Cuando uno ve la diferencia que existe entre salarios y costo de vida no puede menos que preguntarse: ¿qué hacen los venezolanos para subsistir?
Muchos responderían que simplemente no subsisten. Si consideramos que el salario promedio no da ni para comprar un cartón de huevos, parece que esa respuesta podría tener sentido. Pero es obvio que por muy grande que sea el segmento que se encuentra excluido y condenado a la mendicidad, este es un grupo cercano al 14% de la población total, lo que nos obliga a pensar en el restante 86% que algo más están haciendo para vivir.
El grupo más grande ellos (60%) se ha convertido en dependiente de las transferencias estatales. El ingreso de su trabajo no alcanza para cubrir necesidades básicas y su consumo está determinado por los subsidios. Quizás la política pública más importante en este sentido es el CLAP. Con una penetración irregular, pero elevada, cuando una familia accede a una caja o bolsa de comida está recibiendo una transferencia directa superior a Bs. 30 millones. La media indica que más de la mitad de las familias logran obtener un CLAP por mes. En adición, este grupo recibe bonos y transferencias oficiales en un promedio de Bs. 5 millones de adicionales, que sumado a lo que ganan directamente, nos da un ingreso superior a Bs. 45 millones mensuales por familia, equivalentes a unos 20 dólares (a la tasa del momento de cálculo). Es obvio que la calidad de vida de este grupo es muy baja. Sus ingresos solo permiten cubrir un grupo de necesidades alimentarias básicas. Su situación es de pobreza y no tiene recursos para cubrir otras necesidades como salud, transporte, servicios y educación. Este grupo es lo que podríamos llamar el estrato bajo, pero con capacidad de subsistencia mínima, extremadamente dependiente del Estado para subsistir, lo cual lo hace estar más preocupado por recibir sus transferencias que por protestar o participar en acciones de defensa de sus derechos económicos o políticos.

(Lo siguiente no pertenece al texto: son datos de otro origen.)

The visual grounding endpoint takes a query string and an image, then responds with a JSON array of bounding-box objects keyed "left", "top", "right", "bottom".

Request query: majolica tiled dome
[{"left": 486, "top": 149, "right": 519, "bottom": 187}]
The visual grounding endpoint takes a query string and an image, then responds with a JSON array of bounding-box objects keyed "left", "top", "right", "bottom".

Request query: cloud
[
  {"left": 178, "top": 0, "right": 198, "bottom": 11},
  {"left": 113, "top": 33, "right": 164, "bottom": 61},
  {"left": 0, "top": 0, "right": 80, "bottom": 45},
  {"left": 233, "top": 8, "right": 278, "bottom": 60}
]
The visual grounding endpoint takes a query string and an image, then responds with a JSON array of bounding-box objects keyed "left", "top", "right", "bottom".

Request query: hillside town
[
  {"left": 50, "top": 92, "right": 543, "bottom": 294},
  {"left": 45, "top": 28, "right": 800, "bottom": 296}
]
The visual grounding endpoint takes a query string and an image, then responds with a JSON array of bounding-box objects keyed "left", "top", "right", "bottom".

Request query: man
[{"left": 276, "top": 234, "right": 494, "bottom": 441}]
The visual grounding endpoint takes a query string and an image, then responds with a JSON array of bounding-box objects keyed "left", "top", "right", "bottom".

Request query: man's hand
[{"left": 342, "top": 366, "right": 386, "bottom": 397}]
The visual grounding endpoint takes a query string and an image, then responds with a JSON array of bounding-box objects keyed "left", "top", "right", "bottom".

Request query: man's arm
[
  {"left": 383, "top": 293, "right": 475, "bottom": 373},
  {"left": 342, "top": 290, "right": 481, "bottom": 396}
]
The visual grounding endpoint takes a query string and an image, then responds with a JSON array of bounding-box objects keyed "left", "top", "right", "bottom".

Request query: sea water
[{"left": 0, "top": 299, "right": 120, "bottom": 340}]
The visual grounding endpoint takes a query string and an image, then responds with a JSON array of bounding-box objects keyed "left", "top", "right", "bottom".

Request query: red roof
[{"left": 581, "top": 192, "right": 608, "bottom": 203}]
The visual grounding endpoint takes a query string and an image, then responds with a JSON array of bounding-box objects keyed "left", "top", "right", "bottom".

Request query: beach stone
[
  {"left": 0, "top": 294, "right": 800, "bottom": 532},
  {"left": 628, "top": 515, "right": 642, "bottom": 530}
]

El restante 26% de la población tiene acceso a divisas extranjeras en diferentes magnitudes. 11% porque tiene ahorros en el extranjero, una estrategia común en la época de las vacas gordas y el bolívar sobrevaluado, que convirtió a Venezuela en el país con mayor cantidad de divisas privadas per cápita depositadas en el exterior de toda América Latina, incluso hoy, en medio de su peor crisis. Por supuesto que este ahorro privado juega un papel preponderante en el consumo actual de esa parte de la población, híper estimulada además por la subvaluación del bolívar, que hace que las divisas rindan mucho más en Venezuela que en el exterior (vivir en la ciudad más cara de Venezuela es cinco veces más barato que hacerlo en Miami). Otro 9% de los venezolanos están viviendo de las remesas de familiares y amigos. No es un ingreso que les haga ricos, ni les permite un consumo de lujo, pero sí los ubica muy por encima de la media de ingreso de los dependientes (tres veces más alta, para ser exactos) y les da holgura para la cobertura de necesidades básicas y emergencias. Y finalmente están los venezolanos que obtienen divisas producto de su trabajo en Venezuela, como compensaciones de sus patronos, participación en el mercado negro, contrabando de frontera o narcotráfico. Considerando el flujo migratorio actual, podemos proyectar que saldrán del país unas dos millones de personas más en los próximos tres años y el impacto sobre remesas será muy importante, convirtiéndolas, junto a las repatriaciones, en las partidas principales de los ingresos futuros de la nación, lo que explica el interés manifiesto del gobierno en controlar, como sea, ese sistema.